Make them eat their words...

It tends to be that only the favorites get all the coverage, for obvious reasons. However, sometimes reporters need to take a step back and assess the big picture. Just because you only follow one person doesn't mean that his the only person out there.

Then when sport directers and managers start bad-mouthing the individual athlete, things turn worse. The only thing the athlete has left to do is prove themself better than what people think.

Robert Gesink fires back at his critics

(http://www.cyclingnews.com/news/robert-gesink-fires-back-at-his-critics)

Robert Gesink of Rabobank is sick and tired of hearing that he cannot deal with adversity and that he crashes too often and has responded to his sports director Adri van Houwelingen, who recently criticised him publicly.

“As if I have not been proven in recent years that I can fight.,” he told De Volkskrant.  “I crashed in the Vuelta in 2009, but was still sixth overall.  What happened in the Tour has nothing to do with my mental toughness. Because there is nothing wrong with that. "
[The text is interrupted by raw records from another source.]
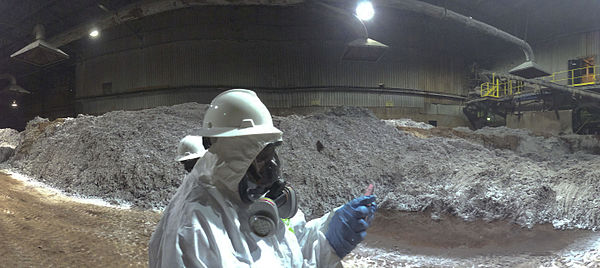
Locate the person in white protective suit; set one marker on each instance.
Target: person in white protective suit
(189, 150)
(228, 211)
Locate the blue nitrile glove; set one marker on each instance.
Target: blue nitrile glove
(349, 224)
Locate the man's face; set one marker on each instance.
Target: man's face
(262, 173)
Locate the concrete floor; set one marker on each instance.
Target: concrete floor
(41, 228)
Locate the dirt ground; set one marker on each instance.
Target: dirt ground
(41, 228)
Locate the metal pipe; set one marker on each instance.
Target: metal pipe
(147, 8)
(351, 20)
(443, 13)
(582, 91)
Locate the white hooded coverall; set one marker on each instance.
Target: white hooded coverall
(206, 223)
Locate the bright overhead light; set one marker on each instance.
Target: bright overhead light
(94, 33)
(364, 10)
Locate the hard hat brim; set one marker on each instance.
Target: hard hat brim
(190, 156)
(235, 132)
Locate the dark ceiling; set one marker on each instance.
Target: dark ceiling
(533, 20)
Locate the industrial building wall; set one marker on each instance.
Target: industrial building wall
(289, 75)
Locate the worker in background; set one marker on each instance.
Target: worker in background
(190, 149)
(228, 211)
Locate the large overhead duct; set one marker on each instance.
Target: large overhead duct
(529, 69)
(40, 53)
(12, 84)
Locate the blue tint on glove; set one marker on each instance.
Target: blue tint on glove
(349, 224)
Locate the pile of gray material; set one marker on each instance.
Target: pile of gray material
(407, 123)
(530, 145)
(119, 156)
(9, 139)
(129, 156)
(437, 174)
(535, 146)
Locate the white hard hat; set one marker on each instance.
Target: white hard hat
(237, 112)
(190, 147)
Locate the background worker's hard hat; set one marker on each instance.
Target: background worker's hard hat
(190, 147)
(237, 112)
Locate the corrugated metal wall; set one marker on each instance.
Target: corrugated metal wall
(553, 55)
(188, 57)
(213, 64)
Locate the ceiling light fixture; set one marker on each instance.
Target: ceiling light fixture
(94, 33)
(364, 10)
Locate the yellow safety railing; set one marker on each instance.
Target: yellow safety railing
(498, 88)
(576, 77)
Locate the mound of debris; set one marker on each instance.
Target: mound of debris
(121, 155)
(329, 158)
(408, 123)
(9, 139)
(437, 174)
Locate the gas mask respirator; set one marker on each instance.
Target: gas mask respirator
(268, 195)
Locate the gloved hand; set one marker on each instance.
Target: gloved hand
(348, 225)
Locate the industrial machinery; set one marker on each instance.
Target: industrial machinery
(497, 95)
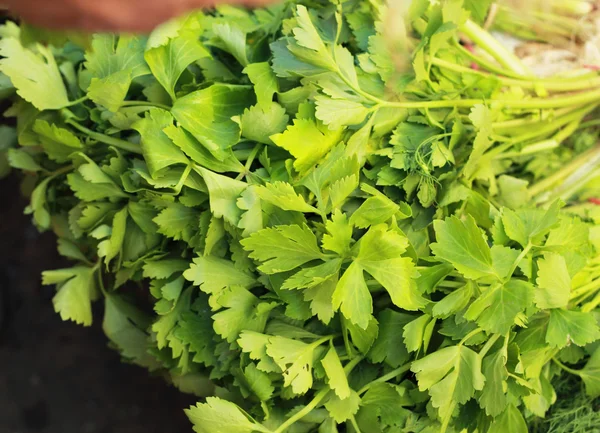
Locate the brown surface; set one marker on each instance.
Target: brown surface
(57, 377)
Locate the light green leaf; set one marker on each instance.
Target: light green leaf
(510, 420)
(283, 195)
(343, 409)
(453, 302)
(265, 82)
(529, 225)
(76, 289)
(35, 76)
(307, 143)
(451, 375)
(497, 308)
(352, 297)
(59, 143)
(242, 312)
(389, 346)
(591, 375)
(207, 114)
(21, 159)
(493, 396)
(338, 113)
(213, 274)
(462, 244)
(233, 40)
(220, 416)
(567, 327)
(199, 154)
(554, 282)
(168, 61)
(295, 359)
(336, 376)
(159, 150)
(110, 91)
(224, 193)
(282, 248)
(259, 382)
(260, 122)
(111, 247)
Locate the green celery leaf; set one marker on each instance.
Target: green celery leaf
(567, 327)
(35, 75)
(462, 243)
(282, 248)
(451, 375)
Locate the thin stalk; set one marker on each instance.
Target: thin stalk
(61, 170)
(492, 67)
(541, 146)
(145, 104)
(526, 83)
(184, 177)
(518, 260)
(318, 398)
(592, 305)
(451, 284)
(354, 424)
(575, 180)
(487, 42)
(447, 418)
(586, 290)
(572, 7)
(572, 120)
(583, 160)
(391, 375)
(78, 101)
(564, 367)
(103, 138)
(531, 120)
(582, 98)
(470, 335)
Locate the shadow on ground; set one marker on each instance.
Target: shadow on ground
(57, 377)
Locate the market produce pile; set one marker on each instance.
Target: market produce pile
(323, 216)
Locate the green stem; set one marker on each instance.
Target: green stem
(470, 335)
(592, 305)
(487, 42)
(391, 375)
(518, 260)
(572, 119)
(492, 67)
(564, 367)
(583, 160)
(145, 104)
(184, 177)
(542, 146)
(447, 418)
(572, 7)
(488, 345)
(526, 83)
(116, 142)
(533, 120)
(78, 101)
(319, 396)
(354, 424)
(451, 284)
(61, 170)
(347, 344)
(591, 287)
(582, 98)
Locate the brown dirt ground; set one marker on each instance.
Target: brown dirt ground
(57, 377)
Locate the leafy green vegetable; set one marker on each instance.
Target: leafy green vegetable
(320, 212)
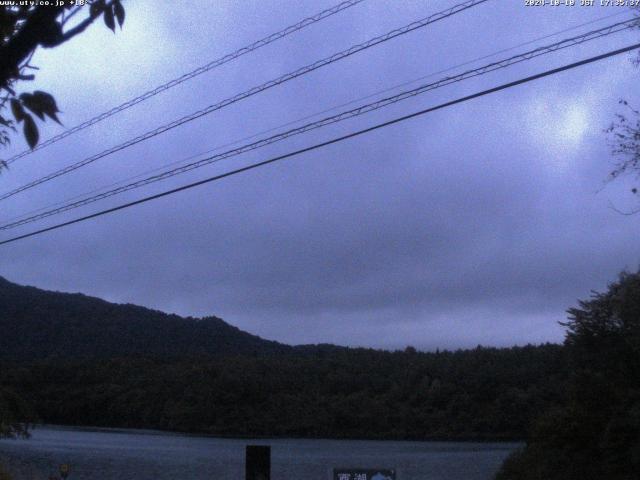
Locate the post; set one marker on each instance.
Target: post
(258, 462)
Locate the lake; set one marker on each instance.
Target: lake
(107, 454)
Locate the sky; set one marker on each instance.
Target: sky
(481, 223)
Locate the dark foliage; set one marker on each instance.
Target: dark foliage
(37, 324)
(352, 393)
(596, 432)
(25, 26)
(82, 361)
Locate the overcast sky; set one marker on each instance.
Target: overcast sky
(477, 224)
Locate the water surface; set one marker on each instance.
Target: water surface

Gesink was one of many who crashed during the fifth stage of the Tour de France from Carhaix to Cap Fehel.  He finished the race 33rd, over an hour down on winner Cadel Evans (BMC).

Van Houwelingen touched a raw nerve with when he publicly said that Gesink often saw the glass as half empty rather than half full and that he had to work on his mental toughness.
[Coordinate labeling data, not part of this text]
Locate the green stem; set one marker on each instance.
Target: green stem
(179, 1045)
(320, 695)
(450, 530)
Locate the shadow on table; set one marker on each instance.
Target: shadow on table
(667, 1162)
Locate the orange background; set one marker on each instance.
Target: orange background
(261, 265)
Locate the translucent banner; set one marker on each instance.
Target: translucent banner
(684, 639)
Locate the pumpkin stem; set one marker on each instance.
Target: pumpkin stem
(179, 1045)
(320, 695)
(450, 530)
"Something like that is the biggest bullshit comment you can give," said Gesink. "He may give his opinion in public. But if someone has a vision that just is not right, I notice that. For my teammates this has not been a subject. "

"It is not true that I crash more than others," Gesink insisted. “But that is what is reported.  Luis Leon Sanchez crashed six or seven times.  You hear nothing about that. Nobody knows how often someone like Bram Tankink hits the ground.  But I'm the one who gets the coverage.”

Gesink didn't help his case with a crash while training two weeks ago, when he fractured his femur.  Although he is now recovering, he probably won't be racing again until next April.

It won't keep the 25-year-old out of next year's Tour de France, though. He is determined to ride. “If only because I have to put things right.”